Monty Python has been a part of, hopefully, all of our lives. For as long as I can remember, I’ve sat up with my sister and father and chortled at the sketches and the movies. When the crew of funny men announced that they were getting back together for several live shows with favourite sketches and movie moments, I was completely delighted! And then I saw the ticket price, woops! Never fear, because nationwide in cinemas and on UK Channel Gold tonight, they will be screening the three-hour live event and it looks incredible.
So why not have a look at some of the best sketches from their incredible show Monty Python’s Flying Circus?
The sketch that nobody expected! Though told in several parts, the crimson-robe-wearing villains with complete devotion to the Pope has now filtered into our conversations more times than saying “Ni.” The most difficult part of the Spanish Inquisition sketches is to decide which one is funnier. Is it the one where they interrupt a conversation with slight confusion over their manifesto? Or is the attack of the comfy chair? Either way, it’s one of the funniest gangs to infiltrate our televisions.
As an artist, most people have had the backlash from parents and those around them for not taking a job doing hard labour. While the latter profession is admirable, as is the former, so the Monty Python sketch Working Class Playwright flips the perception of arty careers on its head and it’s bleeding hilarious. As a son returns to London from working in the mines in Yorkshire, his disappointed writing father is dismayed at his son's career choice. There are no other words. You’ll be cackling as soon as you hear "Tungsten Carbide Drills.”

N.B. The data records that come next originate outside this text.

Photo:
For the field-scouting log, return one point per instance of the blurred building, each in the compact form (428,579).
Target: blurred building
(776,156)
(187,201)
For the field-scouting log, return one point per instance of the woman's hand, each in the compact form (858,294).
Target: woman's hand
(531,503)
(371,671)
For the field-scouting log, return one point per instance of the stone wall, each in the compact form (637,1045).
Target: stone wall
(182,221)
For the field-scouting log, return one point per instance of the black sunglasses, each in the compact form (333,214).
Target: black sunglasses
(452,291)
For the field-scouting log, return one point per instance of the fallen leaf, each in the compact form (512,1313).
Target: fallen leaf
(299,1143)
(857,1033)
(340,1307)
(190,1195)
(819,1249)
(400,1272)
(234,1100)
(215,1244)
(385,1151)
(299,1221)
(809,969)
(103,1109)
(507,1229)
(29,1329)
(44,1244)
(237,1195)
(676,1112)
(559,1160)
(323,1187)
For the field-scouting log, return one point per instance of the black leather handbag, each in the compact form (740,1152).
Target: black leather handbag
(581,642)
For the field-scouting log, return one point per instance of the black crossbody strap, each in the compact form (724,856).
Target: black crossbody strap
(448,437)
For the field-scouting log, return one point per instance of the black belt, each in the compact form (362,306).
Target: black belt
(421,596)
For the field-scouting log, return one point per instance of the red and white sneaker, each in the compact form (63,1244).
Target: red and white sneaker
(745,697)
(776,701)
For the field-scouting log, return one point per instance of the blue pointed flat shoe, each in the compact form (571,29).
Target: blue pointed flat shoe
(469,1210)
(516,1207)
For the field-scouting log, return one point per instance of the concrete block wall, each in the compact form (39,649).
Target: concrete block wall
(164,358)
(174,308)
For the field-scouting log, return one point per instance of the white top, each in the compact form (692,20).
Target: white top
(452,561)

The cheese shop had one job, one job and it failed at it; it doesn’t have any cheese. It’s made more memorable because the pairing of Michael Palin and John Cleese has chemistry as they balance stoicism and silliness. The sketch’s premise itself is actually quite simple, but it’s carried off by the extravagant reasons for certain cheeses disappearing. It also makes an incredible game, Why? You have to come up with the best excuses as to why there is no cheese in the shop.
Some people really hold a grudge against the upper class, especially with shows such as Made In Chelsea perforating our media lives with their rich relationship woes. However, in this fantastic sketch, Monty Python take all we don’t like about the upper class and make them idiots. And by idiots, I don’t mean not being able to spell, they are so stupid, one of them managed to run themselves over. In a race to be Upper Class Twit of a year, people get into more scrapes than needs be.
England is a renowned place for complaining. Not just any old complaining. We simply cannot find joy in being happy, we have to let people know exactly what is upsetting us. The worst is when you are just trying to complain about how hard your life is and someone comes along and trumps it. First showcased in the Hollywood Bowl Live bunch of sketches, the four now affluent gentlemen talk about being so poor when they were kids that they had to get up an hour before they went to bed and were flogged to death. And you thought buffering was bad.
Warfare is so difficult to engage with. How do you come up with a weapon that will effectively defeat the enemy? In World War 2, scientists came up with a joke so funny that people die from laughing and soldiers march through fields chanting it (with ear muffs) in order to defeat the Germans. Told in almost documentary form, the backlash from the joke and the Germans trying to come up with a joke just as funny make this sketch bleeding hilarious. You also never hear the joke, which a good thing...
I don’t know about you, but this sketch confirmed to me that the older generation are just as rebellious as the youth of today. The idea of a bunch of grannies, adorned in black and beating up buff youthful men and terrorising the streets worse than the gangs of today, is so simply weird and yet only the Monty Python group can effectively pull it off. It also divulges into the “this is just getting silly” bit too which is an added bonus.
Sometimes Monty Python is clever. Sometimes Monty Python is silly and clever. But a lot of the times, they are just silly and it is glorious. None of this is captured more than the Fish Slap Dancing sketch. Timed to Scandinavian-esque music, one man hits another fan with a pair of floppy fish. It shouldn’t work, but it does and the hilarity comes from the surreal moments and the hilarious punch line.
One of those sketches that dissolves into madness towards the end, but it is still epically timed, cleverly written and wonderfully done. The premise follows a man who has paid for an argument (because there is an office where you can do those things), and he doesn’t get what he paid for. If you’ve ever had an argument that has just dissolved into statements of contradiction rather than a connected series of statements intended to establish a proposition, then you'll understand the complete irritation of this sketch.
There are no words. It is THE most famous Monty Python sketch. So much so that they have erected a giant dead parrot in London. I don’t think it needs much of an introduction, but a good damn watch as a man enquires about the recently deceased parrot that he’d just purchased. It’s pure Monty Python genius.